7. Data Subject Rights
7.1 Assistance with Requests
We will assist you in fulfilling Data Subject requests for:
- Access to their Personal Data
- Rectification or erasure
- Data portability
- Restriction of processing
- Objection to processing
7.2 Procedure
- Forward Data Subject requests to us promptly
- We will respond within reasonable timeframes
- Costs may apply for excessive or complex requests
8. Security Incidents
8.1 Notification
We will notify you without undue delay upon becoming aware of a Personal Data breach affecting your data.
8.2 Information Provided
Breach notifications will include:
- Nature of the breach
- Categories and approximate number of affected Data Subjects
- Likely consequences
- Measures taken or proposed to address the breach
8.3 Cooperation
We will cooperate with you to investigate and mitigate any security incidents.
9. Audits and Compliance
9.1 Audit Rights
You have the right to audit our compliance with this DPA, subject to:
- Reasonable advance notice
- During regular business hours
- No more than once per year (unless required by law)

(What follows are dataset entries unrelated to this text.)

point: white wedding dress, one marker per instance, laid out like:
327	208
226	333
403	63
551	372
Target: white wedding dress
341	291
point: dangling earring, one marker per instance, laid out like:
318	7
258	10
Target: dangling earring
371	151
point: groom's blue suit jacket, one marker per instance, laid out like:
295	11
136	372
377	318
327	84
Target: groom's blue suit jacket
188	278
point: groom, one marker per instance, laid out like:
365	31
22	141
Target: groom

- Execution of a confidentiality agreement
9.2 Certifications
We may provide relevant certifications or audit reports in lieu of on-site audits where appropriate.
10. Liability and Indemnification
10.1 Liability
Each party's liability under this DPA is subject to the limitations in the Agreement.
10.2 Indemnification
Each party shall indemnify the other against damages arising from their breach of Data Protection Laws.
11. Data Retention and Deletion
11.1 Retention Period
We retain Personal Data only for as long as necessary to provide the Services and comply with legal obligations.
11.2 Deletion Upon Termination
Upon termination, we will delete or return all Personal Data within 30 days, unless retention is required by law.
11.3 Secure Deletion
Deletion will be performed using industry-standard secure deletion methods.
12. GDPR-Specific Provisions
12.1 EU Representative
If required under GDPR, we will appoint an EU representative.
12.2 Records of Processing
We maintain records of processing activities as required under Article 30 of GDPR.
12.3 Data Protection Officer
Contact our data protection team at: agerra.mail@gmail.com
13. Miscellaneous
13.1 Amendments
This DPA may only be amended with mutual written consent.
13.2 Severability
If any provision is invalid, the remainder of the DPA remains in effect.
13.3 Governing Law
This DPA is governed by the same law as the Agreement.
13.4 Order of Precedence
In case of conflict, this DPA prevails over the Agreement regarding data protection matters.
14. Contact Information
For data protection inquiries:
UTILHELP SOFTWARE & SOLUTIONS SRL
Email: agerra.mail@gmail.com
Attn: Data Protection Team
ANNEX 1: STANDARD CONTRACTUAL CLAUSES
Note: If transferring data outside the EEA, append the appropriate EU Standard Contractual Clauses here
By accepting our Terms and Conditions, you acknowledge that you have read, understood, and agree to be bound by this Data Processing Agreement.